Universal and commercial banks (U/KBs) in the Philippines are starting to feel the impact of increasing global rates, evidenced by the dip in their capital adequacy figures in the first quarter of the year, the central bank said.
The capital adequacy ratio (CAR) of the country’s biggest banks stood at 15.45 percent at the end of March, the Bangko Sentral ng Pilipinas (BSP) said in a statement on Monday.
Consolidated with the big banks’ subsidiaries and quasi-banks, the equivalent CAR figure was 16.35 percent.
The central bank pointed out that the sector’s reported capital adequacy was based on the regulations of the Basel III regime, which took effect on January 1.
The BSP data shows that the end-March 2014 CAR figures are lower than the December 2013 ratios of 16.50 percent (solo basis) and 17.65 percent (consolidated basis).
However, the central bank clarified that the December 2013 ratios were calculated under the previous prudential regime of Basel II.

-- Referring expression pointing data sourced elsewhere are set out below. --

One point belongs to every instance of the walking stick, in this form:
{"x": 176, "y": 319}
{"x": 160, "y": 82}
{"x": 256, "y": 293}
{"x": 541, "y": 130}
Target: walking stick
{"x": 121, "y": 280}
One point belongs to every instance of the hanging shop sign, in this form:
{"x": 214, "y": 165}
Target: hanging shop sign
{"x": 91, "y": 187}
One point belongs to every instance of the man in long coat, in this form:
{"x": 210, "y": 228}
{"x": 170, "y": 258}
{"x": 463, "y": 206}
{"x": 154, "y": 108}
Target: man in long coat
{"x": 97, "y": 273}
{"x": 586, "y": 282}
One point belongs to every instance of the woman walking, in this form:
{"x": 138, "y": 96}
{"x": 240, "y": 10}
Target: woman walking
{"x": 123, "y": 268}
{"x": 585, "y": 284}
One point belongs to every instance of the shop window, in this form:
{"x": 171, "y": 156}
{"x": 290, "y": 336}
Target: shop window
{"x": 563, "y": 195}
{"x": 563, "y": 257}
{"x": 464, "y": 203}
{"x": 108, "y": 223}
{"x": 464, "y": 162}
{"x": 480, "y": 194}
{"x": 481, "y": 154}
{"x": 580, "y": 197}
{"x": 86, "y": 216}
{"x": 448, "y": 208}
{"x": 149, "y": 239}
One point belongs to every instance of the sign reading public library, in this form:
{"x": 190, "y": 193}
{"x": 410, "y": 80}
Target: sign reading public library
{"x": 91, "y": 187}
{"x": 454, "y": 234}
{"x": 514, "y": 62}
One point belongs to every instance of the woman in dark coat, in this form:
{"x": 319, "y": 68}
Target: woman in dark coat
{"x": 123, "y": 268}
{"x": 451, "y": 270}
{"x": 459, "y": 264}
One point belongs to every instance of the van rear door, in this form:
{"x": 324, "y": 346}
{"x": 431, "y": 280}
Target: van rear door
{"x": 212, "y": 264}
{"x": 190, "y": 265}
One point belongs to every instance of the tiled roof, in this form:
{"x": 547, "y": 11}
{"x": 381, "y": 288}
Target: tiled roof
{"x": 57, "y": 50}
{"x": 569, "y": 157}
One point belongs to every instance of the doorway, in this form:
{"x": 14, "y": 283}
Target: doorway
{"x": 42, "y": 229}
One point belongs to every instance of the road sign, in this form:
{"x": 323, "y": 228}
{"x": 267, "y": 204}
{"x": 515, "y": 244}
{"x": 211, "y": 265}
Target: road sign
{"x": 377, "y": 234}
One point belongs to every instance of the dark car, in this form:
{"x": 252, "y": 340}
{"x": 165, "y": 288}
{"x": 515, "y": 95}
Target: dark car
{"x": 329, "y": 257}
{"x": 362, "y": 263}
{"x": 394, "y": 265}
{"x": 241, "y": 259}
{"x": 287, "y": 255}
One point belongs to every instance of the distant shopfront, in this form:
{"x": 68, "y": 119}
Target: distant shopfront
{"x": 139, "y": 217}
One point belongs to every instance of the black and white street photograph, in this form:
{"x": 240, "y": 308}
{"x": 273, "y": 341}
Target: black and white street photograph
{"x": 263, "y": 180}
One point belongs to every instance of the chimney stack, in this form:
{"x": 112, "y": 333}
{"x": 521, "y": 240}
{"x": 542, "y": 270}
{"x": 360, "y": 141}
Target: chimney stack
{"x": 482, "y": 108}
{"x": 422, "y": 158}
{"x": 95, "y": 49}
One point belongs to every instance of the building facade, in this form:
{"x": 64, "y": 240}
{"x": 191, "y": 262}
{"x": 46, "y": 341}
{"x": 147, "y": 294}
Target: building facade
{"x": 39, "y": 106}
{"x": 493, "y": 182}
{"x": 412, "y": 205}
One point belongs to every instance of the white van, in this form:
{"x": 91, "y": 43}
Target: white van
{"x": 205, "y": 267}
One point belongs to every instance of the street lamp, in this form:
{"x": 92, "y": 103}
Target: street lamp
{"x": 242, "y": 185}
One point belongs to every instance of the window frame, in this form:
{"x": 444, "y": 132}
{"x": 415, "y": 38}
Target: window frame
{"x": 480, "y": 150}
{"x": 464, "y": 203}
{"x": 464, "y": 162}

“The new Basel 3 regime incorporates adjustments to the treatment of bank capital in ways that enhance the use of the CAR as a prudential measure,” it explained.
The central bank said Basel III no longer counts toward “bank capital” the Basel II-compliant capital instruments that do not have the feature of loss absorbency.
The BSP defines loss absorbency as the ability of bank-eligible capital instruments, other than common equity, to behave and act in the same way as common equity shares at the point where the bank takes losses and becomes non-viable.
The central bank added that Basel III now deducts from capital the investments of banks in non-allied undertakings, defined benefit pension fund assets, goodwill and other intangible assets.
“This new policy is because there is uncertainty in realizing value from these instruments, especially during periods of stress,” it added.
Effects of US taper
The central bank said the big banks’ CAR during the period was negatively affected by the increase in global rates as a result of the tapering of the unconventional monetary policy in the United States.
“The rise in market rates creates revaluation losses for the holdings of ‘available for sale’ (AFS) financial assets by banks,” it said.
A local bank analyst, however, believes that despite the fall in banks’ capital adequacy, Philippine banks still remain well capitalized and resilient to adverse occurrences.
According to Nicholas Antoni Mapa, associate economist at the Bank of the Philippine Islands, the lower CAR in the first quarter of the year was to be expected, given the extra stringent requirements of Basel III and the expected loss of valuation in bonds due to the rise in global interest rates.
“I will maintain, however, that the Philippine banking system is well in advance in working towards compliance for Basel III requirements, and has a couple of more years to comply with regulations,” he said.
On the other hand, the BSP said universal and commercial banks reported for the first time their holdings of Common Equity Tier 1 (CET1) instruments, which represent the highest quality of bank capital.
CET1, as a percentage to risk-weighted assets, was reported collectively by U/KBs at 13.44 percent on solo basis and 14.41 percent on consolidated basis.
“The high level of CET1 instruments in the capital structure of U/KBs explains the correspondingly high Tier 1 capital ratio of 13.67 percent (versus risk-weighted assets) on solo basis and 14.59 percent on consolidated bases,” the BSP said.
Finally, the central bank said it continues to monitor the capital position of banks vis-à-vis their risk-taking activities under the broader banking reform agenda.
“The reform initiatives are aimed at bolstering the financial system from risks both at the transaction and the industry levels,” it said.